Influence of crystal structure on charge carrier effective masses in BiFeO$_3$

TL;DR

This study investigates how different crystal structures of BiFeO$_3$ influence charge carrier effective masses, revealing structural factors that can be manipulated to improve photovoltaic efficiency.

Contribution

It provides a systematic analysis of structure-effective mass relationships in BiFeO$_3$, offering design principles for optimizing photovoltaic properties through crystal structure engineering.

Findings

Identification of a tetragonal phase with light charge carriers and high polarization

Explanation of structure-effect mass relationship via orbital character changes

Guidelines for manipulating crystal structures to enhance photovoltaic performance

Abstract

Ferroelectric-based photovoltaics have shown great promise as a source of renewable energy, thanks to their in-built charge separation capability, yet their efficiency is often limited by low charge carrier mobilities.
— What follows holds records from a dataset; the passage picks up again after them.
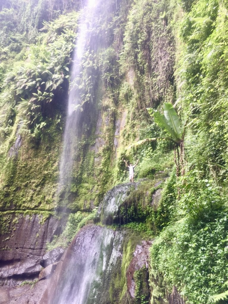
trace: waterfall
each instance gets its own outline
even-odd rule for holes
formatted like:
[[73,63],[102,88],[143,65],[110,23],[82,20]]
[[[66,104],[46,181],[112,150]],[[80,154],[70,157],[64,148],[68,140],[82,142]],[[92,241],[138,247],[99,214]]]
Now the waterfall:
[[[70,186],[77,141],[81,132],[79,126],[81,111],[84,109],[77,88],[76,80],[80,77],[83,70],[82,65],[85,52],[89,49],[92,54],[101,43],[98,40],[91,46],[93,43],[91,42],[92,37],[88,27],[90,26],[91,28],[93,24],[99,26],[96,24],[99,19],[95,18],[97,17],[96,12],[99,9],[100,13],[102,9],[99,8],[99,5],[104,3],[104,0],[88,0],[81,12],[73,57],[60,168],[58,195],[62,189],[64,191],[64,187]],[[93,38],[94,40],[94,36]],[[101,39],[103,40],[104,37]],[[119,205],[127,195],[129,188],[128,185],[117,188],[114,193],[112,192],[108,195],[108,201],[106,204],[106,199],[103,201],[102,215],[104,218],[116,213]],[[122,193],[119,195],[120,191]],[[117,198],[115,196],[116,193]],[[62,211],[65,211],[64,207]],[[106,220],[104,221],[106,223]],[[109,302],[109,293],[110,288],[112,288],[110,279],[115,277],[113,274],[116,274],[118,271],[120,275],[124,237],[124,232],[94,225],[87,225],[81,229],[65,252],[62,260],[58,262],[42,302],[48,304],[106,304]],[[114,270],[117,267],[117,271],[116,269]],[[114,288],[118,287],[114,286]]]
[[105,298],[104,288],[118,257],[123,235],[94,225],[82,228],[56,271],[57,282],[49,292],[49,304],[97,304]]
[[[80,119],[82,110],[80,106],[81,100],[77,92],[75,80],[80,77],[84,52],[91,47],[89,42],[91,34],[88,28],[91,24],[94,26],[94,17],[101,1],[88,0],[87,5],[81,10],[79,22],[73,57],[63,147],[60,165],[58,194],[64,186],[68,186],[71,181],[77,140],[81,135]],[[90,50],[92,51],[92,50]]]

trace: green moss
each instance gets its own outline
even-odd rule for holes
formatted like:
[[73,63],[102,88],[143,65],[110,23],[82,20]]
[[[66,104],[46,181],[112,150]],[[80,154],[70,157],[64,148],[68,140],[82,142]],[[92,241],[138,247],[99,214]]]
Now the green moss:
[[150,298],[148,274],[145,265],[134,274],[135,283],[135,302],[136,304],[148,304]]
In this work, we compare the photovoltaic prospects of various phases of the multiferroic material BiFeO$_3$ by evaluating their charge carrier effective masses using first-principles simulations. We identify a tetragonal phase with the promising combination of a large spontaneous polarisation and relatively light charge carriers. From a systematic study of the octahedral distortions present in BiFeO$_3$, we explain the relationship between structure and effective masses in terms of the changes to the orbital character and overlap at the band edges that result from changes in the geometry. The findings in this study provide some design principles to engineer desired effective masses in BiFeO$_3$ and similar materials through manipulation of their crystal structures in experimentally accessible ways.